Two ways I can think of - an air pump and air stone to create a bubble column, and a powerhead (a submersible water pump).


----------



## cannonfish

how large is your tank?
wave makers are out there for sale on ebay for around £10 give or take.
if you have a smaller tank as I have before, I laid my filter flat on bed of tank with nozzle pointing to opposite top corner this created a strong under water flow that the fish had great fun smimming into and against the flow and showed not negaive effects to my filter. Hope this is helps?!


----------



## pairenoid

10 gallon, i am not sure but dont air bubbles just provide bubbles
i dont see them creating a current in youtube vids

i dont see any way to modify or move my filter either :/ its a HOB if that matters

if the air bubble works which ones can i buy like at petsmart/walmart and is it loud


----------



## Gizmo

pairenoid said:


> 10 gallon, i am not sure but dont air bubbles just provide bubbles
> i dont see them creating a current in youtube vids
> 
> i dont see any way to modify or move my filter either :/ its a HOB if that matters
> 
> if the air bubble works which ones can i buy like at petsmart/walmart and is it loud


The bubbles rising to the surface will cause turbulence and will move the water. It's not a "current" as in a river flowing from one end of the tank to the other, but bubbles are used to create current in order to operate under gravel filters, for example.
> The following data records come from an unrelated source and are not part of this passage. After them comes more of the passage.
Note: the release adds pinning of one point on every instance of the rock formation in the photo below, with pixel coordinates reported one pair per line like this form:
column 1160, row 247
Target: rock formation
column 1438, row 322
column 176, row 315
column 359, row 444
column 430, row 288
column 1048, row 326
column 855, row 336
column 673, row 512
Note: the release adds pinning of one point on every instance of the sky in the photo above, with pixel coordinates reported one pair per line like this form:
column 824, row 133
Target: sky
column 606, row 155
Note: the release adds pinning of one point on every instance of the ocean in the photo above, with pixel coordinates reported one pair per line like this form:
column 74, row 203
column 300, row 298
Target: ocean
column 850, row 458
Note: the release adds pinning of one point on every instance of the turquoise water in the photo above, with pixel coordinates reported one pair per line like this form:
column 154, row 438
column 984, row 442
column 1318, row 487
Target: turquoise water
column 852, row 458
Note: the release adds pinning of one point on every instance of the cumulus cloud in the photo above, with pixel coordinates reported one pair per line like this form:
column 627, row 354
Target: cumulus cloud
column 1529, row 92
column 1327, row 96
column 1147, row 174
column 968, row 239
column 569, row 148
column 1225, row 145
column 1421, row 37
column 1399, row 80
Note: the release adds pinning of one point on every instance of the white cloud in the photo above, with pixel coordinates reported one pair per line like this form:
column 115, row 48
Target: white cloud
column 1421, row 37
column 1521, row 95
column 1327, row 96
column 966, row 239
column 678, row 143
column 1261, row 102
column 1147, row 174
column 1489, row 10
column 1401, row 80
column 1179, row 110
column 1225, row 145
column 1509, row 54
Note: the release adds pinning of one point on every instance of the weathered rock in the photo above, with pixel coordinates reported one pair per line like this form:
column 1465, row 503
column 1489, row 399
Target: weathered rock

I like the Tetra Whisper series pumps, personally, but any pump will do. If I were you I would check out Craigslist and see if I could score a cheap used setup.


----------



## holly12

What kind of HOB filter do you have? I've got an Aquaclear 20 on my 10g tank and have it up full blast. The current is enough to push the fish around when they swim through it. The air stone also pushes them around when they get really close to it or swim through the bubbles. (Is this for your Corys? If I remember correctly you have one or so....)

If you want to do an air stone, just pick one up from Petsmart: Top Fin&#0174 Long Airstones - Fish - PetSmart or Top Fin&#153 Round Airstones - Air Pumps & Accessories - Fish - PetSmart
Bubble bars work too and can be laid across the back wall of the tank, creating a wall of bubbles along the back.

Then the air tubing: Top Fin® Airline Tubing - Air Pumps & Accessories - Fish - PetSmart

Then the air pump: Rena Air Pumps - Air Pumps & Accessories - Fish - PetSmart The one for a 10g tank is $20.00 (can probably find a cheaper one, but I use this one and it is completely silent!!)

IF you plan on slowing down the bubble flow, you will need a valve. Get a 3 way valve! A 2 way valve causes an air back up in the pump, which makes the pump REALLY loud and wears it out fast. (I didn't know this at first and made that mistake, lol.) The 3 way valve will let you choose the speed of the bubbles and bleeds of the access air into the room (which is also silent.) Most people don't use valves and just let the bubbles go as they are. (I wanted to reduce the speed because of my shrimp.)

Hope this helps. (You can find all of this stuff at Walmart as well, but I don't know if they have the same air pump. That you may have to go to Petsmart for.)


----------



## Catswinnie

my fish love the bubble wall i have, and i enjoy watching them trying to swim through it, i also have a small air disc under a decoration i have and the bubbles come up through that and this seems to entertain the smaller danios and blackskirts .


----------



## majerah1

If cost isnt an issue,you can always get a canister filter,set the intake to one side and the outflow to the other.This creates a current,much like a river.Air bubbles will also work,as will a strong enough HOB filter.


----------